Depthwise-STFT based separable Convolutional Neural Networks
This work addresses image classification efficiency and accuracy for researchers and practitioners, but it is incremental as it builds upon existing depthwise separable convolution methods.
The authors tackled the problem of improving convolutional neural networks for image classification by proposing a Depthwise-STFT Separable layer as an alternative to standard depthwise separable layers, resulting in better performance on CIFAR-10 and CIFAR-100 datasets with reduced space-time complexity.
In this paper, we propose a new convolutional layer called Depthwise-STFT Separable layer that can serve as an alternative to the standard depthwise separable convolutional layer. The construction of the proposed layer is inspired by the fact that the Fourier coefficients can accurately represent important features such as edges in an image. It utilizes the Fourier coefficients computed (channelwise) in the 2D local neighborhood (e.g., 3x3) of each position of the input map to obtain the feature maps.
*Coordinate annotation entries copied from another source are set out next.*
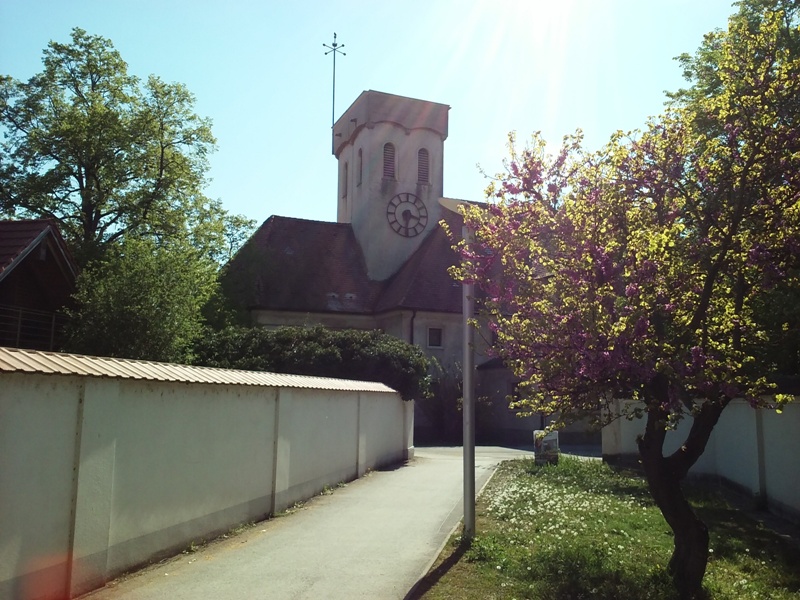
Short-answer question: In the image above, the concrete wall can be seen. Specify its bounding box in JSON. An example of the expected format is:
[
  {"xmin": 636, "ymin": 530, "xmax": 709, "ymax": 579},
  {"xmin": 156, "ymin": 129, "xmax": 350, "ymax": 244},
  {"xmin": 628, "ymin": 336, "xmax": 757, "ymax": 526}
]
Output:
[
  {"xmin": 603, "ymin": 400, "xmax": 800, "ymax": 521},
  {"xmin": 0, "ymin": 373, "xmax": 413, "ymax": 600}
]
The Fourier coefficients are computed using 2D Short Term Fourier Transform (STFT) at multiple fixed low frequency points in the 2D local neighborhood at each position. These feature maps at different frequency points are then linearly combined using trainable pointwise (1x1) convolutions. We show that the proposed layer outperforms the standard depthwise separable layer-based models on the CIFAR-10 and CIFAR-100 image classification datasets with reduced space-time complexity.